Second, regardless of whether or not you think the Taliban and other insurgents should be granted treatment free from torture, there is a bigger picture to consider. Primarily that the shooting war is only one of the many components to our presence in Afghanistan. We also build schools, and roads; we provide teachers and elections/governance assistance. This is the 'nation building component'. The one component that can't be developed on paper in any office is the 'winning over the hearts and minds of afghanistan's masses'. One way to do this is to avoid handing over other afghans to be tortured.

So far our Troops have received high praise from the government of afghanistan, NATO and many taliban prisoners themselves for being treated so well. It is however bad news if word gets around that the canadians had over prisoners and they end up being tortured. In the tribal system of afghnaistan on brother could be taliban, another could be a local magistrate and their cousin a cook in a jail. If the taliban is handed over and tortured in the jail, the cousin who is the cook will make sure the whole tribe knows about it. Then you get the whole tribe up in arms. The magistrate may be more likely to release guilty parties if he knows they may act to retaliate against us for allowing his brother to be tortured. Yes it actually works this way.

Long point short, even the perception that we are being complicit with torture does not help us complete the mission.

Lastly, the disgusting tactic taken by the government to paint anyone who might have a concern with this issue as being anti-Canadian forces is absolute rubbish. I support our troops, I have supported the afghanistan missions since before it started, I continue to support it 110%, and I also support the rebuilding of our military to modern standards and enlarging it so it can do more around the world.

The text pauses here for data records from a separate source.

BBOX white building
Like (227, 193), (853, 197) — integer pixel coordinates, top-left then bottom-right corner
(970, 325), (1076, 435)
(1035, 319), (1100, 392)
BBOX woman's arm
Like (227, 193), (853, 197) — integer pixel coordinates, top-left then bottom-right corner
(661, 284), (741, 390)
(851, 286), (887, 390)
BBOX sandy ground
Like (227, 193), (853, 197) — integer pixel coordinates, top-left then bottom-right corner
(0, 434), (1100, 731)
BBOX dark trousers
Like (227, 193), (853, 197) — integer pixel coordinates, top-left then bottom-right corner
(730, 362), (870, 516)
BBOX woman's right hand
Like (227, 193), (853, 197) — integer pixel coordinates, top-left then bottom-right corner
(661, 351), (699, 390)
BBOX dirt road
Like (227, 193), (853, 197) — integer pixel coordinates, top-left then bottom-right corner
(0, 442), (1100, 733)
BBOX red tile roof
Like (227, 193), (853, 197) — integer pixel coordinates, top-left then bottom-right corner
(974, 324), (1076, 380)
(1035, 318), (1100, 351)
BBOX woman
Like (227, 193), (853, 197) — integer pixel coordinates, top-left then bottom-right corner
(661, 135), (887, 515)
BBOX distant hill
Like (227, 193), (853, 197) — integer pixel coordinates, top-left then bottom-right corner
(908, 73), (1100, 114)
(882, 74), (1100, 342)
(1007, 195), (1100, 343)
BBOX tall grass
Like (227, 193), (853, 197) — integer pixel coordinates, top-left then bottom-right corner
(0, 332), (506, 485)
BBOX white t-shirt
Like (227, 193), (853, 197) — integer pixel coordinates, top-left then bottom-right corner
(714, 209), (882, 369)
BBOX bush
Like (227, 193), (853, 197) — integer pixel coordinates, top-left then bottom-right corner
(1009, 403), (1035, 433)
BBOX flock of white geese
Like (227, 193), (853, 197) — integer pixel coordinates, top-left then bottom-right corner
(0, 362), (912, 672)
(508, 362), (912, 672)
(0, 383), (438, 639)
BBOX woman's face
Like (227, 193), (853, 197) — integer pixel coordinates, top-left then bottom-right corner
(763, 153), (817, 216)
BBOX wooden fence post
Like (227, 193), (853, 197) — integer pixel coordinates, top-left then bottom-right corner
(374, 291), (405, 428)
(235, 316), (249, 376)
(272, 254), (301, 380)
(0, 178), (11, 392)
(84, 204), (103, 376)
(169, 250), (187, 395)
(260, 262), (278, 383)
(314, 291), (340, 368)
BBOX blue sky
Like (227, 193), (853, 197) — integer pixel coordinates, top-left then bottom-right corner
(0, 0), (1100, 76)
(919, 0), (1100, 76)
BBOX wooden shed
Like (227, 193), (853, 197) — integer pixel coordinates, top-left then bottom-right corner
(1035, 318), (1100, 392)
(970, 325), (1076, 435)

However, for the reasons stated above I think every Canadian, including and especially the governmetn should be concerned about what may be happening, recognize it, and act to fix anything that may have gone wrong.

The government's attitude however falls into the following categories: i. there is no problem. ii. this a problem the liberals created iii. I trust our troops not the taliban. Anyone who suggests things might need addressing or fixing is a taliban sympathyzer and cares not a whiff for our troops.


If there is no problem the government needs to at least acknowledge the views of others that there COULD be a problem and work to investigate it and deal with the results. If there is a problem, fix it. If there is not, then steady as she goes.

Next, even if this current problem is happening because of conditions the liberals set, guess what guys, you've been in power for 1.5 years. This is your problem now. Deal with it.
Last, it is abhorent to suggest that because someone questions the mission or aspects thereof (in this case to actually help us do a better job) that they are somehow taliban sympathyzers. This might play below mason-dixon but not up here Steve. You'll actually find that many of the troops themselves are as concerned about the implications of handing over prisoners to potential conditions of torture as are the Liberals, NDP, and numerous international and human rights lawyers around the country.

The troops know, better than Steve or other political parties, or lawyers or experts, that it is not in their interest to have their enemies turn over into conditions where they may be tortured.
All this government has to do is say this "We recongize the potential problem this poses. We are looking into it and will report back to the house in a timely fashion. Should the allegations of torture bear out we will take steps to amend the prisoner transfer agreement with the government of afghanistan to ensure that torture does not take place"

That its. Just acknowledge the issue and act like the responsible government you claim to be.